Departamento de Ciência Florestal, Solos e Ambiente, Universidade Estadual Paulista (UNESP), Faculdade de Ciências Agronômicas, Avenida Universitária, Botucatu, SP, Brazil.
Departamento de Botânica, Instituto de Biologia, Universidade Estadual de Campinas (UNICAMP), Campinas, SP, Brazil.
Ann Bot. 2022 Sep 19;130(3):445-456. doi: 10.1093/aob/mcac095.
Xylem is a crucial tissue for plant survival, performing the functions of water transport, mechanical support and storage. Functional trade-offs are a result of the different assemblages of xylem cell types within a certain wood volume. We assessed how the volume allocated to different xylem cell types can be associated with wood functional trade-offs (hydraulics, mechanical and storage) in species from the Cerrado, the Brazilian savanna. We also assessed the xylem anatomical characters linked to wood density across species.
We analysed cross-sections of branches collected from 75 woody species belonging to 42 angiosperm families from the Cerrado. We estimated the wood volume fraction allocated to different cell types and performed measurements of vessel diameter and wood density.

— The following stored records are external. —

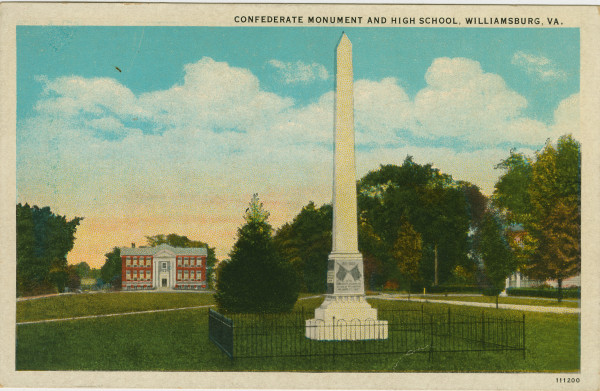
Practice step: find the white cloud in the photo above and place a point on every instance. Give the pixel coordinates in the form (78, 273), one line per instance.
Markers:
(566, 117)
(299, 72)
(539, 66)
(216, 138)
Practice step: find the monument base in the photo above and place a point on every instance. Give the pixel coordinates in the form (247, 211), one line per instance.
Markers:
(346, 318)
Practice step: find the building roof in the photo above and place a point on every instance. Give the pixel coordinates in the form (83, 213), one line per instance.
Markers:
(201, 251)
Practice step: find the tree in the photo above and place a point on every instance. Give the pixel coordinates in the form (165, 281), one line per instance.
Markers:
(43, 241)
(544, 196)
(408, 251)
(305, 243)
(82, 269)
(183, 241)
(497, 256)
(511, 192)
(255, 279)
(111, 270)
(555, 193)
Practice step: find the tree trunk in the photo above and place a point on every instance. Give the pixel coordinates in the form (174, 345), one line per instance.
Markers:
(559, 290)
(435, 279)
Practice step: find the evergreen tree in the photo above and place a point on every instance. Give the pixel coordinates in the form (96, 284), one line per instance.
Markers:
(305, 243)
(43, 241)
(255, 279)
(111, 270)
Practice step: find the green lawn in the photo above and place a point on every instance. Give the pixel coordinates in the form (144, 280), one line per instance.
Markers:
(178, 340)
(506, 300)
(67, 306)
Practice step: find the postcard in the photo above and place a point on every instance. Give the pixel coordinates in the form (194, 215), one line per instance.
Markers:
(299, 196)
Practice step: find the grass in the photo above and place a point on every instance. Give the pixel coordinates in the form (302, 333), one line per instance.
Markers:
(67, 306)
(505, 300)
(178, 341)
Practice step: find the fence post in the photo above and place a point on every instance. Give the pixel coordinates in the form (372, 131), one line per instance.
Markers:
(333, 337)
(430, 337)
(523, 335)
(482, 330)
(448, 323)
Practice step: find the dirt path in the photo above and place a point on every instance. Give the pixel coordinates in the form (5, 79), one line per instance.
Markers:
(518, 307)
(108, 315)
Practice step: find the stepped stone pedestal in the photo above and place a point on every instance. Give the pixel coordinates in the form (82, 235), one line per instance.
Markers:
(345, 314)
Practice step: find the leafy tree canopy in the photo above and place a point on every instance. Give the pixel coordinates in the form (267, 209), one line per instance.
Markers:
(183, 241)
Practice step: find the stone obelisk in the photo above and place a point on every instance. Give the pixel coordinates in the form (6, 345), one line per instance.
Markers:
(345, 314)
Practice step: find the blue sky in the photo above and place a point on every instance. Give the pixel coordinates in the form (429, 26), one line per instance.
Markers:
(197, 119)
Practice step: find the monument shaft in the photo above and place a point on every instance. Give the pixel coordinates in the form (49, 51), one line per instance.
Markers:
(345, 237)
(345, 313)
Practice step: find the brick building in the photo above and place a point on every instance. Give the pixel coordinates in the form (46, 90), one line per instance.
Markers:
(163, 267)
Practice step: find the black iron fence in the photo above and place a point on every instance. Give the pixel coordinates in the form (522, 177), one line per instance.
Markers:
(408, 331)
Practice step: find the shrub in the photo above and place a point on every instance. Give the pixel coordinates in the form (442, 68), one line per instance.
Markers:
(255, 279)
(572, 293)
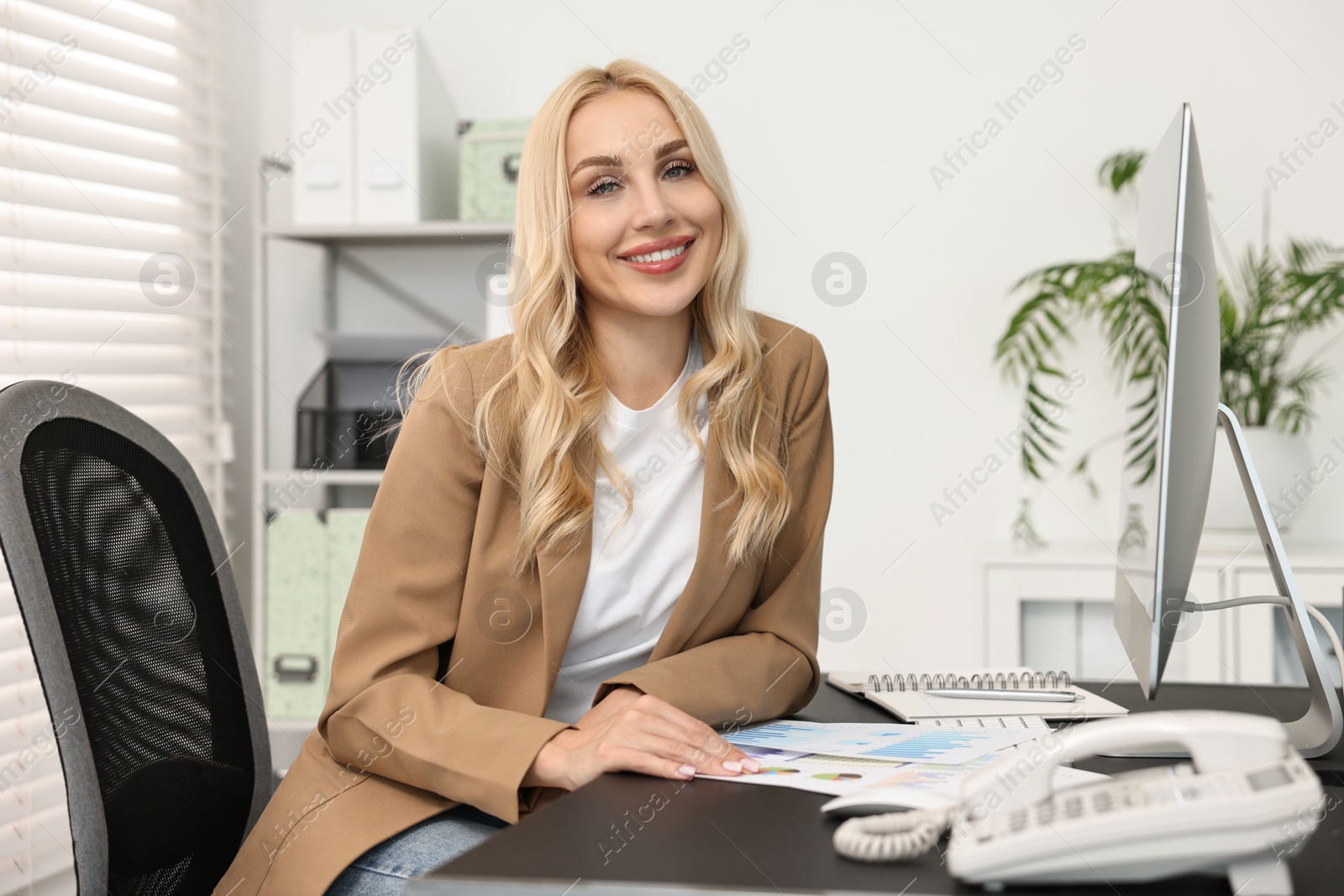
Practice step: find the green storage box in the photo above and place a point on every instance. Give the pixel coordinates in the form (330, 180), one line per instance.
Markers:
(488, 159)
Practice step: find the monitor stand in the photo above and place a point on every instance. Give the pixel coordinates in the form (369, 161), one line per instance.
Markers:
(1319, 730)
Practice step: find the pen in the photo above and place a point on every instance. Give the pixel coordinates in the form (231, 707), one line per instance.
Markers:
(974, 694)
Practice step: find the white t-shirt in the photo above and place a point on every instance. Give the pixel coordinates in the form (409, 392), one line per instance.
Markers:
(638, 570)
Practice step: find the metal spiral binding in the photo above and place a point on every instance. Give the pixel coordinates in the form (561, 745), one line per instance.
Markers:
(998, 681)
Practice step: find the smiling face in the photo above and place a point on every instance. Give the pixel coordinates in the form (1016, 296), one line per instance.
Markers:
(645, 226)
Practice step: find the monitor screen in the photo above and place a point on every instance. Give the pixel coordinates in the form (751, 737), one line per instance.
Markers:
(1171, 405)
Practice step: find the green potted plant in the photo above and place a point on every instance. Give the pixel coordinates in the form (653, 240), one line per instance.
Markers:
(1267, 304)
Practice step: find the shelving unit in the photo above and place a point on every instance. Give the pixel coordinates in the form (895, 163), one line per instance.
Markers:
(270, 477)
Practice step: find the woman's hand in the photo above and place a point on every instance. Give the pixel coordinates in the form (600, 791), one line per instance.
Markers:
(633, 731)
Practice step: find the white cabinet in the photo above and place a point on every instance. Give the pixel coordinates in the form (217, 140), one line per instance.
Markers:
(386, 278)
(1052, 609)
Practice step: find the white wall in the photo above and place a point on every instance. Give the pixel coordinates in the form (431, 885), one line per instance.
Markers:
(831, 121)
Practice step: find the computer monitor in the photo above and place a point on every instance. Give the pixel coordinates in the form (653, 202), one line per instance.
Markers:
(1175, 409)
(1164, 497)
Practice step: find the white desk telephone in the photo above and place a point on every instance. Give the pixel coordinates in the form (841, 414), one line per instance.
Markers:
(1243, 804)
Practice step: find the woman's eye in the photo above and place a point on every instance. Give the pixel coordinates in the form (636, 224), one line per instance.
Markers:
(598, 188)
(683, 165)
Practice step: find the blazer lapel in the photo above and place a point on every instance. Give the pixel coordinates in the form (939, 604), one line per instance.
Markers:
(564, 571)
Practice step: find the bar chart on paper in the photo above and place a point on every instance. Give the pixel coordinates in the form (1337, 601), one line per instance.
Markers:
(893, 741)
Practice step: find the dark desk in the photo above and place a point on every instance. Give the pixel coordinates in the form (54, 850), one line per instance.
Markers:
(723, 837)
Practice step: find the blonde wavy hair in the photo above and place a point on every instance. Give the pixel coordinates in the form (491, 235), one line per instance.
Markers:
(539, 426)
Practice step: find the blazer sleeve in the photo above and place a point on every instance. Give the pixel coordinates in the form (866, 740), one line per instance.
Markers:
(768, 667)
(386, 712)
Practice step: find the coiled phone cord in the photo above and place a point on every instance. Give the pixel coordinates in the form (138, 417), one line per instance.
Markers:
(891, 836)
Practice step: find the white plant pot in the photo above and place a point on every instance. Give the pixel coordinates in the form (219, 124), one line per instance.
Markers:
(1281, 464)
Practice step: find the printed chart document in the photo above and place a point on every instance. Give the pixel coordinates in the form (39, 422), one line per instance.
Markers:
(880, 741)
(875, 781)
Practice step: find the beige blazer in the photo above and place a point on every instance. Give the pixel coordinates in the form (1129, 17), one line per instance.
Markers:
(400, 741)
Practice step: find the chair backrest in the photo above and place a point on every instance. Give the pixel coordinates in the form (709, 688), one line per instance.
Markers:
(139, 638)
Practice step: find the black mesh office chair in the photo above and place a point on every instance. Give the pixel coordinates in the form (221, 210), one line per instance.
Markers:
(139, 638)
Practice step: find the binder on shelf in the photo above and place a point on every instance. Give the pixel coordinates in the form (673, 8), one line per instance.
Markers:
(405, 132)
(322, 143)
(296, 674)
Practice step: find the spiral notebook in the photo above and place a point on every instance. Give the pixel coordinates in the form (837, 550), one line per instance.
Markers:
(902, 694)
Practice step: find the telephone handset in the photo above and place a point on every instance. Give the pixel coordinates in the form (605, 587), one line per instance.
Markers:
(1245, 801)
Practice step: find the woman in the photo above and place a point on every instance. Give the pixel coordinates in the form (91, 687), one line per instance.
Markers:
(598, 537)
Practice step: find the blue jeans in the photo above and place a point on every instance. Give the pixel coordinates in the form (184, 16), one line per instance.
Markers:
(386, 868)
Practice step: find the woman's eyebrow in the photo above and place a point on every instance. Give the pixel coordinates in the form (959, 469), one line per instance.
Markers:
(615, 161)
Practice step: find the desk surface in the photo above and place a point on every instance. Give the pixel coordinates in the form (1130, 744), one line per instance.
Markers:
(722, 837)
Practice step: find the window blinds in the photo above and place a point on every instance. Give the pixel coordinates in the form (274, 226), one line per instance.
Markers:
(109, 206)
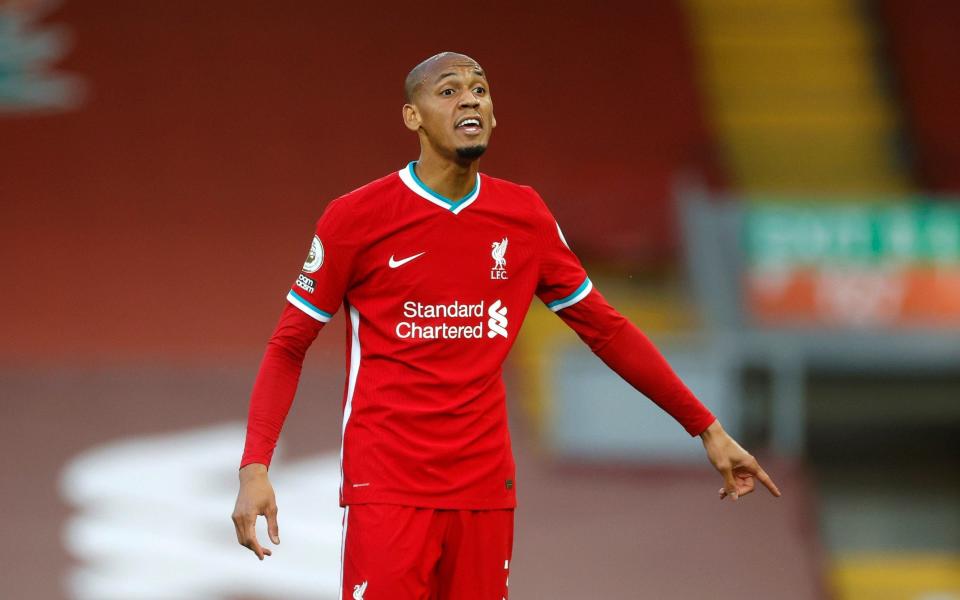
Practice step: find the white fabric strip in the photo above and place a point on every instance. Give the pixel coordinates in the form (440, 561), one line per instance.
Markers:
(309, 310)
(577, 298)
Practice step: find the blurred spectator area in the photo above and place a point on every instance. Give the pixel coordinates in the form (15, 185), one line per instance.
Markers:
(924, 49)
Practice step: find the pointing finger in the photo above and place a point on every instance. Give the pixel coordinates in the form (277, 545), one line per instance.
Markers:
(273, 529)
(730, 484)
(252, 542)
(766, 481)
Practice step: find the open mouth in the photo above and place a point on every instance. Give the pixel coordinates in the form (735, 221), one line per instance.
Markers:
(470, 125)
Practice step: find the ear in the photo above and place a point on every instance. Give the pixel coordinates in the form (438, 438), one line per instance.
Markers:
(411, 117)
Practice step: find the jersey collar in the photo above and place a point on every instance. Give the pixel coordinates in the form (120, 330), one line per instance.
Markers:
(410, 179)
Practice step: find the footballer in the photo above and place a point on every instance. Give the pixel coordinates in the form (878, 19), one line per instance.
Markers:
(436, 265)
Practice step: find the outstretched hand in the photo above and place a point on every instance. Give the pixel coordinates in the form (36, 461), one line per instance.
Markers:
(738, 467)
(255, 498)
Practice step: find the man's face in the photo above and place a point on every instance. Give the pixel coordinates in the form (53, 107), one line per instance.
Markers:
(453, 109)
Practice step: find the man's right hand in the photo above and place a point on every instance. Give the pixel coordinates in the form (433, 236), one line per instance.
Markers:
(255, 498)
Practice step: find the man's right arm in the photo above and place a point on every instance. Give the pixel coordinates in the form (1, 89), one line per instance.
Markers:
(276, 383)
(273, 393)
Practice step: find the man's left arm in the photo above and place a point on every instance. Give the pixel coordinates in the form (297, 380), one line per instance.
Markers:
(629, 353)
(564, 287)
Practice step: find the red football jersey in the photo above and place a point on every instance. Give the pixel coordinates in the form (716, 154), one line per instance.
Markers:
(435, 290)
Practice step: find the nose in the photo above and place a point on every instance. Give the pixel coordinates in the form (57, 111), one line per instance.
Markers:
(468, 100)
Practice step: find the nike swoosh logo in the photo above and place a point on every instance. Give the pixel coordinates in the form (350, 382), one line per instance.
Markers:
(399, 263)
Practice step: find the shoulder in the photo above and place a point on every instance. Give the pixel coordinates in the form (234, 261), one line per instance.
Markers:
(364, 195)
(523, 196)
(363, 201)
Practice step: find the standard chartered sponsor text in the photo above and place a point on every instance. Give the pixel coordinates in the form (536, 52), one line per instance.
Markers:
(421, 321)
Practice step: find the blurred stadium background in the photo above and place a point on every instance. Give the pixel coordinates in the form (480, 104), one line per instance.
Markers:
(769, 189)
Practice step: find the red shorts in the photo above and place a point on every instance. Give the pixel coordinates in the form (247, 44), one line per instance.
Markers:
(405, 553)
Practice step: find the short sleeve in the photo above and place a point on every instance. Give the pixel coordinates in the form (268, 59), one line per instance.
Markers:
(323, 281)
(562, 280)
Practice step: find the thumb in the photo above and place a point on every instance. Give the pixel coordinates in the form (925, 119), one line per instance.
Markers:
(273, 529)
(730, 484)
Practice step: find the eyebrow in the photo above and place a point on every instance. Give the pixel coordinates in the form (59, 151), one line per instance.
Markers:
(454, 74)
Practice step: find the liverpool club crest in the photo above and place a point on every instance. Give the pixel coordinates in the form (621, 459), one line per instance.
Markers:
(499, 254)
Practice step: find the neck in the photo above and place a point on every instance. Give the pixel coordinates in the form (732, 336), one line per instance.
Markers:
(448, 178)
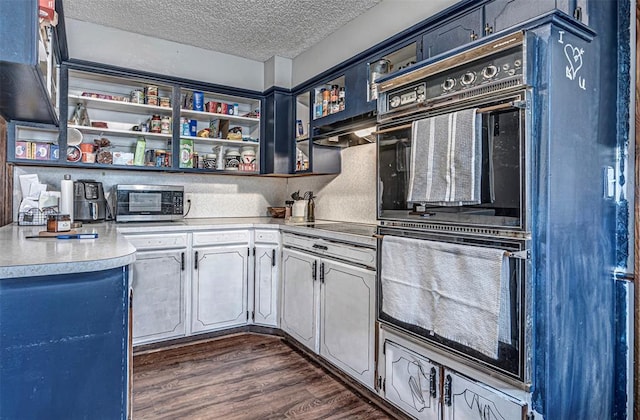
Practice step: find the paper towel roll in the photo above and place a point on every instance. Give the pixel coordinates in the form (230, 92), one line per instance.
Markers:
(66, 196)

The largest volume of wood is allocated to fibres (0.47), followed by parenchyma (0.33) and vessels (0.20). Wood density is positively correlated to cell wall (fibre and vessel wall), and negatively to the fractions of fibre lumen and gelatinous fibres. We observed a trade-off between hydraulics (vessel diameter) and mechanics (cell wall fraction), and between mechanics and storage (parenchyma fraction). The expected positive functional relationships between hydraulics (vessel diameter) and water and carbohydrate storage (parenchyma and fibre lumen fractions) were not detected, though larger vessels are linked to a larger wood volume allocated to gelatinous fibres.
Woody species from the Cerrado show evidence of functional trade-offs between water transport, mechanical support and storage. Gelatinous fibres might be potentially linked to water storage and release by their positive relationship to increased vessel diameter, thus replacing the functional role of parenchyma and fibre lumen cells. Species can profit from the increased mechanical strength under tension provided by the presence of gelatinous fibres, avoiding expensive investments in high wood density.
木质部是植物生存的关键组织,具有运输水分、提供机械支撑和储存物质的功能。不同木质部细胞类型的组合会导致功能上的权衡,这与一定木材体积内的细胞类型有关。我们评估了不同木质部细胞类型在巴西塞拉多地区物种中的体积分配与木材功能权衡(水力、机械和储存)之间的关系。我们还评估了与跨物种木材密度相关的木质部解剖特征。
我们分析了来自塞拉多地区 42 个被子植物科的 75 个木本物种的分支横切面。我们估计了不同细胞类型分配的木材体积分数,并测量了导管直径和木材密度。
木材的最大体积分配给纤维(0.47),其次是薄壁组织(0.33)和导管(0.20)。木材密度与细胞壁(纤维和导管壁)呈正相关,与纤维腔和凝胶纤维的分数呈负相关。我们观察到水力(导管直径)和力学(细胞壁分数)、力学和储存(薄壁组织分数)之间存在权衡。水力(导管直径)与水和碳水化合物储存(薄壁组织和纤维腔分数)之间预期的正功能关系没有被发现,尽管较大的导管与分配给凝胶纤维的更大木材体积有关。
来自塞拉多的木本物种表现出水分运输、机械支撑和储存之间的功能权衡。凝胶纤维可能通过与导管直径的正相关关系与水储存和释放有关,从而替代薄壁组织和纤维腔细胞的功能作用。由于凝胶纤维的存在提供了更大的张力机械强度,物种可以从增加的机械强度中受益,而不必在高木材密度上进行昂贵的投资。